I tested with GC profile, but I'm not sure you are interested in it for now.

This result show, that for really common needs - .clear() is surelly enough and array allocation is quite costy operation, so .clear() for perfectly fine up to 30 objects and considering it less affect for GC cycle for allocation extra array of objects - that's really great

But, for more than 30 objects, I got only test for 100 objects - It shows linear complexity - kinda O(N), so we can make a conclusion, that it really depends on list size to make it clearance.

Of course as you said, If we have some specific situation - we should implement it ourselves.

Honestly, the reason why I started spilling with my own naive solutions (crap) was that behaviour that @Singular annotation makes is quite tricky

If we have just this peace of code

User user = findById(1);

List<String> updatedPhones = findPhones();

user.toBuilder()
               .phones(phones)
               .build();

It behaves differently if we have @Singular annotation or we don't have it

  1. If we this annotation, it adds extra phones
  2. If we don't have this annotation it just sets these phones for the user

But we can not be sure what will happen, unless we check our User class implementation, so in my humble opition, that's a bit tricky, but as I said @Singular annotation provides really cool features for any collection

That would be really great if you make maybe in the future, something that would work less triky

Something like

@Bulder.Default
List<String> list = Collections.emptyList();

But It would work like if list is null - that would init it with emptyList(), since for now

// list would be null
User.builder()
.list(null)
.build()

// list would be empty list
User.builder()
.build()

It could be something like

@Unmodifiable
List<String> users

And it would do that cool .build() part where we add emptyList or make it with Collections.unmodifiableList()

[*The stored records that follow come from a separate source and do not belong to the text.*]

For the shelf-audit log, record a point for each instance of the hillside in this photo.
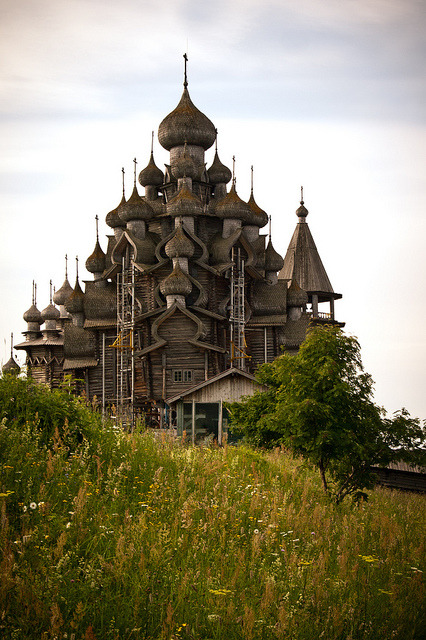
(113, 535)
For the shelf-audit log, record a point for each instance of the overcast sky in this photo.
(326, 94)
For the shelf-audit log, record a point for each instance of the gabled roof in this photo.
(303, 263)
(224, 374)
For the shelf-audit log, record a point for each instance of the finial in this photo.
(185, 82)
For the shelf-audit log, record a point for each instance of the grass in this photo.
(126, 536)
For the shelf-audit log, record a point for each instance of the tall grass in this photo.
(110, 535)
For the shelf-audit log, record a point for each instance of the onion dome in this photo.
(96, 262)
(296, 296)
(259, 216)
(273, 260)
(136, 208)
(231, 206)
(185, 167)
(11, 367)
(33, 315)
(180, 246)
(302, 211)
(62, 294)
(151, 175)
(75, 303)
(113, 219)
(50, 313)
(177, 283)
(184, 203)
(218, 173)
(186, 124)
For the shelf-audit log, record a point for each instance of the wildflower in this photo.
(214, 617)
(369, 558)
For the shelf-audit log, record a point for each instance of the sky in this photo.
(326, 94)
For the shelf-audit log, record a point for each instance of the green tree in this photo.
(319, 404)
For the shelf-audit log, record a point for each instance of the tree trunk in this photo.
(323, 478)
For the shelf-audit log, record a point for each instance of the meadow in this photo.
(111, 535)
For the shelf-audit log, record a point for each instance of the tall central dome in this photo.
(187, 124)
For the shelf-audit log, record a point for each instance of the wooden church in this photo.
(189, 298)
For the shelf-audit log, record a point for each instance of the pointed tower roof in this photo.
(11, 365)
(302, 261)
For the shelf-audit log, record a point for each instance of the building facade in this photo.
(190, 286)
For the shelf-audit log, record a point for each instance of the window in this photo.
(182, 375)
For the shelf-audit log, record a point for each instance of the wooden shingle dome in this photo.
(231, 206)
(135, 208)
(218, 173)
(96, 262)
(180, 246)
(113, 219)
(185, 203)
(177, 283)
(187, 124)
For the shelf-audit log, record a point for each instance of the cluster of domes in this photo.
(151, 175)
(180, 246)
(135, 208)
(177, 283)
(218, 173)
(185, 203)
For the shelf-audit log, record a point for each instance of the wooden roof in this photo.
(216, 380)
(303, 263)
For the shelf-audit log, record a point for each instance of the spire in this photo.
(185, 81)
(61, 295)
(95, 263)
(302, 261)
(135, 162)
(11, 366)
(302, 211)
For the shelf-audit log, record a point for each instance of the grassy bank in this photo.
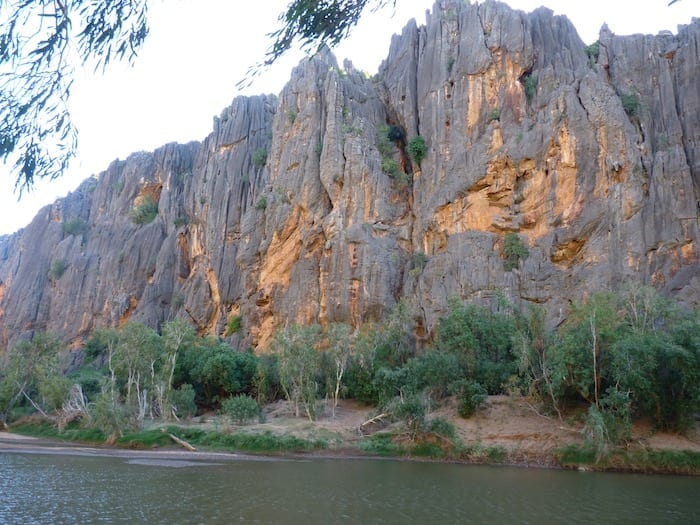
(336, 437)
(258, 443)
(646, 461)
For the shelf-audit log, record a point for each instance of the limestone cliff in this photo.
(284, 213)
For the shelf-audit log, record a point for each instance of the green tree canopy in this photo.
(42, 41)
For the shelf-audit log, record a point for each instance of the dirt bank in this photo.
(510, 424)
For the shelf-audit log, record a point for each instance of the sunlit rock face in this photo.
(286, 212)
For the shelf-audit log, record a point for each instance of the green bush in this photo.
(241, 409)
(144, 212)
(180, 221)
(417, 149)
(260, 157)
(513, 251)
(592, 52)
(530, 87)
(471, 397)
(75, 226)
(384, 144)
(233, 325)
(182, 400)
(58, 268)
(390, 167)
(631, 103)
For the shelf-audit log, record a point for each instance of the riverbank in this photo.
(508, 430)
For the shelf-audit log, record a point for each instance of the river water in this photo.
(69, 489)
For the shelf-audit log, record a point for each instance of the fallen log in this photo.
(180, 442)
(374, 419)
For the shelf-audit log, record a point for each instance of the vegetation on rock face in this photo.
(144, 212)
(514, 250)
(57, 269)
(630, 103)
(233, 325)
(530, 83)
(417, 149)
(75, 226)
(592, 52)
(260, 157)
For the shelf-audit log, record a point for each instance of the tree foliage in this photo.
(40, 43)
(314, 24)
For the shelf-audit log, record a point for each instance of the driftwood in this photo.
(181, 442)
(374, 419)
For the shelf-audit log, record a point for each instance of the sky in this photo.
(198, 50)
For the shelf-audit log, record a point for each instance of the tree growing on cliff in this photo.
(298, 361)
(30, 373)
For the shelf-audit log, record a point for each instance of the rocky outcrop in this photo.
(285, 213)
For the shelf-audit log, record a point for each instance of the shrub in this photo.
(181, 220)
(417, 149)
(471, 397)
(530, 87)
(384, 144)
(592, 52)
(144, 212)
(182, 400)
(58, 268)
(630, 103)
(75, 226)
(396, 133)
(513, 251)
(233, 326)
(260, 157)
(443, 428)
(390, 167)
(241, 409)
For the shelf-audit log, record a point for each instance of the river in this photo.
(71, 489)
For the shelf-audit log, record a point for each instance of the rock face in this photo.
(285, 215)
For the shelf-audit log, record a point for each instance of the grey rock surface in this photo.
(283, 214)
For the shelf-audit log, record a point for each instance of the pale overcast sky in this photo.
(199, 49)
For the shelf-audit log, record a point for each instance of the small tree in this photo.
(145, 211)
(177, 335)
(298, 363)
(241, 409)
(514, 250)
(58, 268)
(417, 149)
(260, 157)
(339, 351)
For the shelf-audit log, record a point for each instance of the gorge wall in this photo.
(283, 214)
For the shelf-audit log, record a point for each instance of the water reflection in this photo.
(72, 489)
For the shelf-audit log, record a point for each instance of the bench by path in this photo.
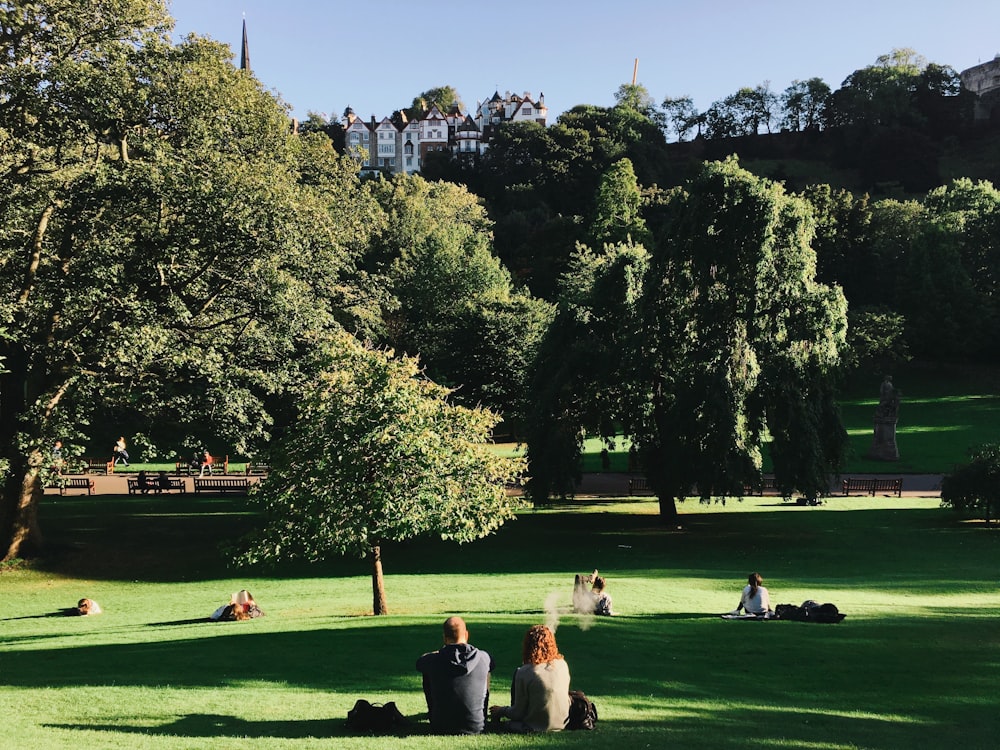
(153, 485)
(214, 485)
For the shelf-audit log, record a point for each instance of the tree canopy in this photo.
(378, 454)
(167, 248)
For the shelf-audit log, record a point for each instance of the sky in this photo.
(325, 55)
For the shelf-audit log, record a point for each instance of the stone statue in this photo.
(886, 414)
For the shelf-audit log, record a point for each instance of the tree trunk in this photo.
(668, 510)
(24, 535)
(378, 583)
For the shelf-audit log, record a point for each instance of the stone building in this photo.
(983, 80)
(401, 145)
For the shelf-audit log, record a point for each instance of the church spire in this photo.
(245, 52)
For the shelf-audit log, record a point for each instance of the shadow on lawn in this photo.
(218, 725)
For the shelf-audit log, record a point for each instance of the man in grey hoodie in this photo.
(456, 682)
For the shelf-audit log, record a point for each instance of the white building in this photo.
(403, 145)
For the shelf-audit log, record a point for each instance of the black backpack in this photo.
(375, 718)
(582, 711)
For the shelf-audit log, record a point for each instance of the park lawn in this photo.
(915, 664)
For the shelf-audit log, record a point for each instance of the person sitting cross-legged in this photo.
(456, 681)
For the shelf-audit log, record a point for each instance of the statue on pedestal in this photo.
(886, 413)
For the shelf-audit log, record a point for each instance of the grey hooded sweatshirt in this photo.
(457, 688)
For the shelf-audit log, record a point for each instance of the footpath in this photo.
(599, 484)
(611, 484)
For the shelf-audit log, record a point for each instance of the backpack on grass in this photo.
(376, 718)
(582, 711)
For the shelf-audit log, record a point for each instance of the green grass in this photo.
(915, 664)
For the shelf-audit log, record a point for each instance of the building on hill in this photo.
(396, 144)
(983, 80)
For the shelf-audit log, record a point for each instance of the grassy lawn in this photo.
(915, 664)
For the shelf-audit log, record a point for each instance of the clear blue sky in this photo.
(325, 55)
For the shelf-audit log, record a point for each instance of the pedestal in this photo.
(884, 440)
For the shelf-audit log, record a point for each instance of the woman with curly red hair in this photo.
(540, 690)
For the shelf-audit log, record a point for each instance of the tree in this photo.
(804, 104)
(880, 94)
(681, 116)
(453, 302)
(443, 97)
(617, 214)
(975, 487)
(389, 459)
(717, 337)
(167, 249)
(741, 341)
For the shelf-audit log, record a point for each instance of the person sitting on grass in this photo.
(754, 600)
(456, 680)
(88, 607)
(540, 690)
(162, 481)
(241, 607)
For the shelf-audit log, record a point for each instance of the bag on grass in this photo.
(582, 711)
(376, 718)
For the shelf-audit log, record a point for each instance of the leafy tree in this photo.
(389, 459)
(717, 337)
(636, 97)
(742, 113)
(880, 94)
(435, 249)
(975, 487)
(804, 103)
(681, 116)
(443, 97)
(741, 339)
(163, 252)
(617, 217)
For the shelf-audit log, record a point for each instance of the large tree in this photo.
(721, 337)
(167, 248)
(378, 454)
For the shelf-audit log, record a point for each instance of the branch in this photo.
(36, 252)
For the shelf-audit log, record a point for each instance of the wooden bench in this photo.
(153, 485)
(638, 485)
(222, 486)
(186, 467)
(76, 483)
(98, 465)
(871, 486)
(257, 469)
(767, 484)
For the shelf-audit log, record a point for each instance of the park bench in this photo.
(221, 486)
(871, 486)
(767, 484)
(98, 465)
(638, 485)
(255, 469)
(218, 466)
(76, 483)
(153, 485)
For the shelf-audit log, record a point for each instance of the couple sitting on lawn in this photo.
(456, 680)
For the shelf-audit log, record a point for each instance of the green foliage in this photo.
(378, 455)
(617, 216)
(167, 249)
(974, 489)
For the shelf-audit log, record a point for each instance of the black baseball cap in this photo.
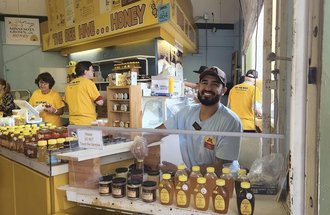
(201, 69)
(252, 73)
(214, 71)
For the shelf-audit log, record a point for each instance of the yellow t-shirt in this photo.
(241, 101)
(80, 96)
(52, 98)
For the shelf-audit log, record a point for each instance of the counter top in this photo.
(264, 204)
(42, 168)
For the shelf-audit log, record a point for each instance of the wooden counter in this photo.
(264, 204)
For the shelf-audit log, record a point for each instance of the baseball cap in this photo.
(201, 69)
(214, 71)
(252, 73)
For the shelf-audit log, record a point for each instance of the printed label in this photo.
(200, 201)
(181, 198)
(219, 203)
(164, 196)
(246, 208)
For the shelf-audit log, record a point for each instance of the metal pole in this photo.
(298, 105)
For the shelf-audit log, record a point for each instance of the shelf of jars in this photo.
(264, 204)
(119, 149)
(33, 163)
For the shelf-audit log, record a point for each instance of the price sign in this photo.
(90, 139)
(163, 13)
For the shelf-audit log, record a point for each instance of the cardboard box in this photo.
(264, 189)
(160, 85)
(84, 174)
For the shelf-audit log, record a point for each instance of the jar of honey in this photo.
(166, 190)
(201, 195)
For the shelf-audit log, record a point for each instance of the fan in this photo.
(21, 94)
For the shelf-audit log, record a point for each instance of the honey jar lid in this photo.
(42, 143)
(51, 141)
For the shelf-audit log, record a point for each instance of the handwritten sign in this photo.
(163, 13)
(90, 139)
(24, 31)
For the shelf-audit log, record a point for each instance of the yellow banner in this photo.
(110, 20)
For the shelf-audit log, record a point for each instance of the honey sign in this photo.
(132, 17)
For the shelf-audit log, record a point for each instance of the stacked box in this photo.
(84, 174)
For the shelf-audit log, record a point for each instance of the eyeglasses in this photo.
(215, 71)
(42, 83)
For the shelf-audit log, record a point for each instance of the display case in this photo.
(103, 146)
(124, 106)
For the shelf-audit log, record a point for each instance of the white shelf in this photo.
(42, 168)
(264, 205)
(111, 149)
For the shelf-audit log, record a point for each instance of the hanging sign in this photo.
(90, 139)
(163, 13)
(23, 31)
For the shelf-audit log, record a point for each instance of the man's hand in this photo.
(167, 167)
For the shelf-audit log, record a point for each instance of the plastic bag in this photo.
(266, 170)
(139, 148)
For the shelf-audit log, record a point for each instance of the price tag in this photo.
(163, 13)
(90, 139)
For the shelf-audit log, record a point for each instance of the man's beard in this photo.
(208, 102)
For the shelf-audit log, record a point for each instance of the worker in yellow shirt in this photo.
(48, 101)
(245, 100)
(82, 96)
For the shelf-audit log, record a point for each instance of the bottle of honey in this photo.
(166, 190)
(182, 192)
(241, 177)
(227, 176)
(195, 173)
(245, 200)
(220, 197)
(211, 177)
(201, 196)
(181, 171)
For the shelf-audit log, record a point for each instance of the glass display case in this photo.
(102, 157)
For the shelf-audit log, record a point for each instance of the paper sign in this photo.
(90, 139)
(164, 13)
(24, 31)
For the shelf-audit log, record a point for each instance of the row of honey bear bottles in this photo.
(206, 188)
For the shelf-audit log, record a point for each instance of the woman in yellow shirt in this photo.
(51, 103)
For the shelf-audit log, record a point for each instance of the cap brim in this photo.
(212, 74)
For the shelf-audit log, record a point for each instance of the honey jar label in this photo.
(200, 200)
(181, 198)
(164, 196)
(246, 208)
(219, 203)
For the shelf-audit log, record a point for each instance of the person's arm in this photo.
(99, 101)
(8, 104)
(154, 137)
(218, 164)
(190, 84)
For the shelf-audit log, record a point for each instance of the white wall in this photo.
(23, 7)
(225, 11)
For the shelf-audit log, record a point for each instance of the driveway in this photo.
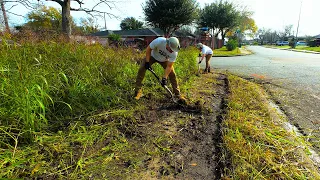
(292, 79)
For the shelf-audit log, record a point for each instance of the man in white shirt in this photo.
(207, 53)
(163, 51)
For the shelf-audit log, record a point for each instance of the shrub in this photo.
(232, 44)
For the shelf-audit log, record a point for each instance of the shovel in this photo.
(198, 74)
(164, 86)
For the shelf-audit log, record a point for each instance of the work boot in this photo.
(138, 94)
(181, 99)
(205, 71)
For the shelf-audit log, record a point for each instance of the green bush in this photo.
(232, 44)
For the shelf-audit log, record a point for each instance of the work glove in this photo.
(147, 65)
(164, 81)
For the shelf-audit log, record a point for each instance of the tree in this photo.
(130, 23)
(228, 17)
(284, 35)
(44, 18)
(208, 16)
(66, 9)
(170, 15)
(88, 25)
(247, 25)
(4, 16)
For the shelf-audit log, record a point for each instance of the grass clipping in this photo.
(258, 145)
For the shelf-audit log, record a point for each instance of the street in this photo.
(291, 78)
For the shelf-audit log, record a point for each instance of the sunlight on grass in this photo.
(67, 110)
(224, 52)
(260, 148)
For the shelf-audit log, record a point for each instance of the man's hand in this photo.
(147, 65)
(164, 81)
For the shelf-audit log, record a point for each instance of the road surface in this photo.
(293, 80)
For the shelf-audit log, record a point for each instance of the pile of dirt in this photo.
(195, 128)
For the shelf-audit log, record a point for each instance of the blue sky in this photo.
(273, 14)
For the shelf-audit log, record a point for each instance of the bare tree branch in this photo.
(16, 14)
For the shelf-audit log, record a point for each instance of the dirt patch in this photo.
(301, 108)
(195, 131)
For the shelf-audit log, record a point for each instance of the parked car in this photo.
(282, 43)
(301, 43)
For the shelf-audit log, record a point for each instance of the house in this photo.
(144, 36)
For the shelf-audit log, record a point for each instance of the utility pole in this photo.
(295, 42)
(5, 16)
(105, 23)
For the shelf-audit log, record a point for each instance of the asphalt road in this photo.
(301, 70)
(294, 79)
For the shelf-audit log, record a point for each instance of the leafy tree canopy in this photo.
(170, 15)
(130, 23)
(44, 18)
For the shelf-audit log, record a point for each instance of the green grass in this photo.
(259, 147)
(67, 109)
(278, 47)
(317, 49)
(224, 52)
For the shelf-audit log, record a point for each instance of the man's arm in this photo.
(148, 54)
(168, 69)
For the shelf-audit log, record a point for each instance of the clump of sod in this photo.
(258, 145)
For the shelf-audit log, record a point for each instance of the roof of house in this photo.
(141, 33)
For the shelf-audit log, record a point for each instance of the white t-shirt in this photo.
(159, 51)
(206, 50)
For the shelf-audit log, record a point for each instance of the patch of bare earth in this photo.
(193, 150)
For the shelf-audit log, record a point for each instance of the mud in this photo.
(196, 153)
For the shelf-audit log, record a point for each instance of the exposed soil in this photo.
(195, 128)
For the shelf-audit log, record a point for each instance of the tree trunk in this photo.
(66, 18)
(5, 16)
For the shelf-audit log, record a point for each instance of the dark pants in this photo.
(208, 57)
(142, 72)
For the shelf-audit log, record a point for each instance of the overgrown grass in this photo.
(224, 52)
(260, 148)
(317, 49)
(51, 97)
(278, 47)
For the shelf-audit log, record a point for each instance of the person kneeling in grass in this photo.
(206, 52)
(163, 51)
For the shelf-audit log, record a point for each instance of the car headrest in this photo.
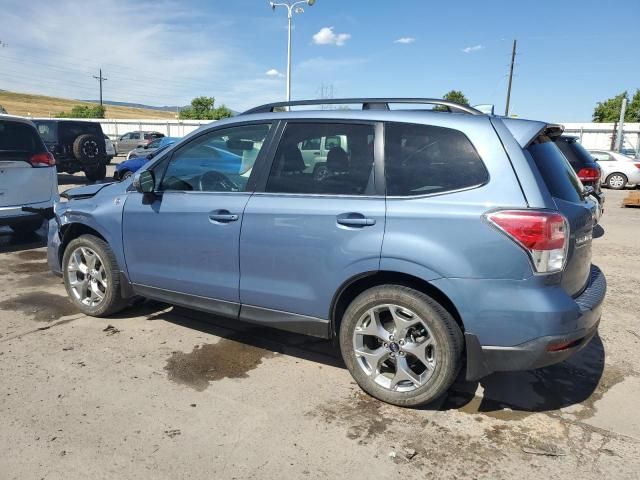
(292, 160)
(338, 160)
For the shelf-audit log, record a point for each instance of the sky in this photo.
(571, 54)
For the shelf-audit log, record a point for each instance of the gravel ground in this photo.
(161, 392)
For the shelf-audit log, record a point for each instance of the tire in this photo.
(96, 173)
(89, 149)
(435, 337)
(25, 228)
(617, 181)
(104, 277)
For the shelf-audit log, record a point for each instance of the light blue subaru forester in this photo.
(423, 240)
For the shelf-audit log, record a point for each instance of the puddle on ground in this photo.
(40, 306)
(30, 267)
(211, 362)
(38, 281)
(32, 255)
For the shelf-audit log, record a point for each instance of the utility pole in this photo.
(100, 79)
(513, 59)
(623, 111)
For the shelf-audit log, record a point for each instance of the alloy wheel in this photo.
(395, 347)
(87, 276)
(616, 181)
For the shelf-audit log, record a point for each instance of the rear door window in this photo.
(560, 178)
(18, 141)
(422, 159)
(346, 171)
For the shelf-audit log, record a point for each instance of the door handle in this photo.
(355, 220)
(223, 216)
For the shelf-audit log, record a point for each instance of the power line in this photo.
(100, 79)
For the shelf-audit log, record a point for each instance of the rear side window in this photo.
(345, 169)
(421, 159)
(556, 171)
(16, 137)
(48, 131)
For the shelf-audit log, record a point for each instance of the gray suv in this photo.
(436, 241)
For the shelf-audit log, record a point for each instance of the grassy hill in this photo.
(41, 106)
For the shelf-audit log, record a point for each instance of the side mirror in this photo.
(145, 182)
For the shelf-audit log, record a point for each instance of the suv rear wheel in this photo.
(400, 345)
(91, 276)
(89, 148)
(617, 181)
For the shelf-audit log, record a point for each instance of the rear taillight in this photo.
(44, 159)
(589, 174)
(543, 235)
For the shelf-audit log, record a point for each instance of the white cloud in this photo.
(326, 36)
(473, 48)
(199, 55)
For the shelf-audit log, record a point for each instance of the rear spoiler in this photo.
(527, 131)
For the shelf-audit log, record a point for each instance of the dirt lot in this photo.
(161, 392)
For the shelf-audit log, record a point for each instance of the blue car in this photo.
(135, 162)
(436, 241)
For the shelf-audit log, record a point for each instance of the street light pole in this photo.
(291, 9)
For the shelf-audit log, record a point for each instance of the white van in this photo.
(28, 176)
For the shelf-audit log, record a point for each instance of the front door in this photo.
(183, 242)
(303, 236)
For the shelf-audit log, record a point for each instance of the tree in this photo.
(203, 108)
(609, 110)
(84, 111)
(456, 96)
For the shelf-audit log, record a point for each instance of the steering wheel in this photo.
(215, 181)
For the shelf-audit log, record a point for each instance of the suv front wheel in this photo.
(91, 276)
(400, 345)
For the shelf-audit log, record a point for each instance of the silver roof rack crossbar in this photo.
(367, 104)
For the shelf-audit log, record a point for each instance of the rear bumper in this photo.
(15, 215)
(53, 247)
(546, 350)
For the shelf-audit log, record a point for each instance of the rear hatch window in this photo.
(567, 190)
(560, 178)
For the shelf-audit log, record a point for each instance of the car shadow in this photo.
(545, 389)
(314, 349)
(12, 242)
(598, 231)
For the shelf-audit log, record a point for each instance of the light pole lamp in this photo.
(292, 7)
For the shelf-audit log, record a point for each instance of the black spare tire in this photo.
(89, 149)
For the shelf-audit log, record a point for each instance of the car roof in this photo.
(15, 118)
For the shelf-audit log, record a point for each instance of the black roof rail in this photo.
(367, 104)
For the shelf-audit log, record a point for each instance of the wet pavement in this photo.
(164, 392)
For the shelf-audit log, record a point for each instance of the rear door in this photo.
(182, 243)
(567, 192)
(20, 182)
(303, 236)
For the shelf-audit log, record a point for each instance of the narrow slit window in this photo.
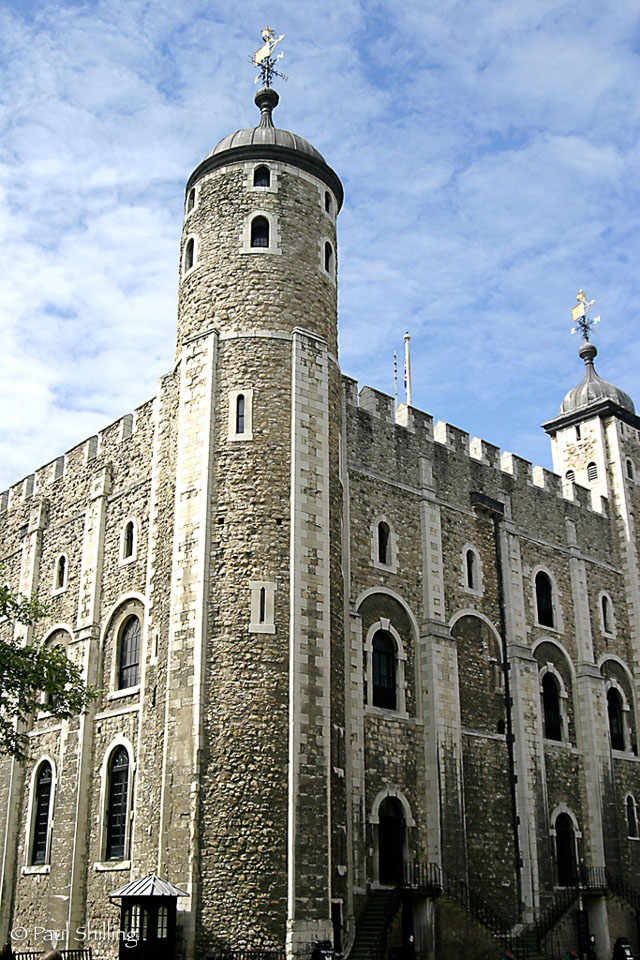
(263, 604)
(189, 254)
(259, 232)
(328, 258)
(544, 599)
(262, 177)
(42, 802)
(127, 547)
(240, 408)
(383, 543)
(61, 573)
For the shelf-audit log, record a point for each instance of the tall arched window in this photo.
(565, 850)
(470, 569)
(384, 545)
(616, 720)
(632, 817)
(328, 258)
(41, 814)
(384, 670)
(117, 798)
(240, 413)
(129, 654)
(551, 708)
(262, 177)
(60, 580)
(128, 540)
(544, 599)
(259, 232)
(189, 254)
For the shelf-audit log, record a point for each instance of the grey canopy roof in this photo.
(592, 388)
(149, 886)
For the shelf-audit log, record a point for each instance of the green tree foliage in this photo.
(28, 672)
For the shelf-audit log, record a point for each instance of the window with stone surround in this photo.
(60, 574)
(240, 426)
(41, 804)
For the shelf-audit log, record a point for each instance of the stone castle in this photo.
(363, 680)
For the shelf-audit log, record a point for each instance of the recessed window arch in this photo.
(607, 616)
(260, 232)
(615, 713)
(471, 569)
(117, 776)
(544, 600)
(128, 541)
(383, 545)
(551, 711)
(631, 811)
(385, 667)
(566, 834)
(129, 643)
(60, 574)
(190, 253)
(262, 176)
(42, 790)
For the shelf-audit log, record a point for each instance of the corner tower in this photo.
(256, 633)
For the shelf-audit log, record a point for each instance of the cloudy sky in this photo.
(489, 151)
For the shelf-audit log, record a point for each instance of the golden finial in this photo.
(580, 316)
(263, 58)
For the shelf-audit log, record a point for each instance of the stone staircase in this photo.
(373, 925)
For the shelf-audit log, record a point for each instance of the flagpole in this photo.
(407, 368)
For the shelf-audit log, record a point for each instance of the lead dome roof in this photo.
(268, 142)
(592, 388)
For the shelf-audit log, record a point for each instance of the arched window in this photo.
(616, 720)
(60, 580)
(259, 232)
(328, 258)
(129, 654)
(41, 814)
(240, 413)
(117, 797)
(128, 540)
(189, 254)
(544, 599)
(384, 543)
(565, 850)
(384, 671)
(262, 177)
(470, 569)
(551, 707)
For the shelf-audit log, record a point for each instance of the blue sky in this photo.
(489, 153)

Of course you are right with that statement, that it's not immutable, since if we have link to it - we can modify it, so I understand why you made it with .addAll() method, but from my perspective as a Java developer - I guess that would be really cool if you added something that it works like simple collection setter for builder and make it unmodifiable afterwards, since nobody would modify the collection's link, since it just doesn't make any sence

Anyway, I would like to say thank you for your contribution in Java community, since each and everyone uses this library for their projects and to put it mildly Java would be less user friendly without it

rzwitserloot commented 2 years ago

First of all, I would like to appoligize for not professional approach, of course I should've sent you benchmark results about any piece of code (crap).

Hey, we haven't posted that rule anywhere, so there is no need whatsoever to apologise.

Thanks for that performance report! It's good to know that the breakeven point is somewhere in the 20-100 items mark. I think we can stick with .clear() given that I bet 'sub 20 items' is far more common, but, it is a bit painful that clearing thousands of items is pricey.

However, JMH reports do not report on future impact. Leaving a huge arraylist around for the garbage collector to chew through is not free, but a JMH report is never going to tell you about that cost. It'll be amortized over a very long runtime, across all code that JVM is running. But it's still a cost, which gives .clear() some extra bonus points, carrying it across the line here I think.

It behaves differently if we have https://github.com/Singular annotation or we don't have it

Yes, I see that. This is unfortunate. I'm not quite sure how we can address this; I guess in retrospect possibly .phones should let you set the list verbatim, and perhaps .phone (the singular) isn't just varargs, it also gets overloaded with a Collection<? extends T> taking list variant that does what .phones does now.

But, changing all that now would practically require releasing lombok v2 – that breaks every usage of @Singular out there.

But It would work like if list is null - that would init it with emptyList(), since for now

I'm not sure I follow here. Are you saying: You'd like some feature where if some code explicitly calls .list(null), that lombok will replace that during build() with an empty list? Denied, categorically. That 'view' of what null means (a placeholder for default value / a sentinel for an empty value) is somewhat common in the java ecosystem but lombok espouses the more logical take on what null is supposed to mean in java code: A real 'value', and it means 'unset, not applicable, missing, or otherwise unknown'. In other words, the fact that any attempt to interact with what it is referencing should be throwing an NPE.

Also, @Unmodifiable as a term means more or less the same thing as final, so it's a bit odd that annotating with @Unmodifiable means: "The thing that this variable points at is intended to be unmodifiable; not this variable itself". Also, "that means null is replaced with an immutable empty list ref" is a total non-sequitur. What does that have to do with unmodifiability? a null pointer is quite unmodifiable, after all.

It would, however, be kinda neat if you can 'unset' in a builder - i.e. explicitly tell the system to go back to whatever is default. However, in general, the job of re/un-setting anything in a builder is a sub-1% use case as is. Few usages of builder ever use any overwrite/unsetting behaviour. It's most common, granted, in .toBuilder() scenarios.

In general toBuilder() is where the real mess occurs: There you may want to say: "Go back to default value" (as per @Builder.Default), or indeed where the fact that .phones() on a @Singular list adds more phones, whereas without @Singular it would replace. On a fresh builder that is mostly irrelevant, on a .toBuilder() approach that's a different story altogether.

I'm not quite sure what an update would look like, though - any annotations are likely just confusing (e.g. @Unmodifiable, I certainly have no idea what that's supposed to do here), and in any case, just about everything that even gets anywhere near simple and understandable would at this point no longer be backwards compatible. What's left is a forest of settings and exotic annotations, and that's not worth the maintenance burden, I'm afraid.

I'll leave this issue closed, but I'm taking under advisement that builder has some design issues especially when .toBuilder() is involved. I'll keep an eye out - if ever I see a clean solution, I'll be on it :)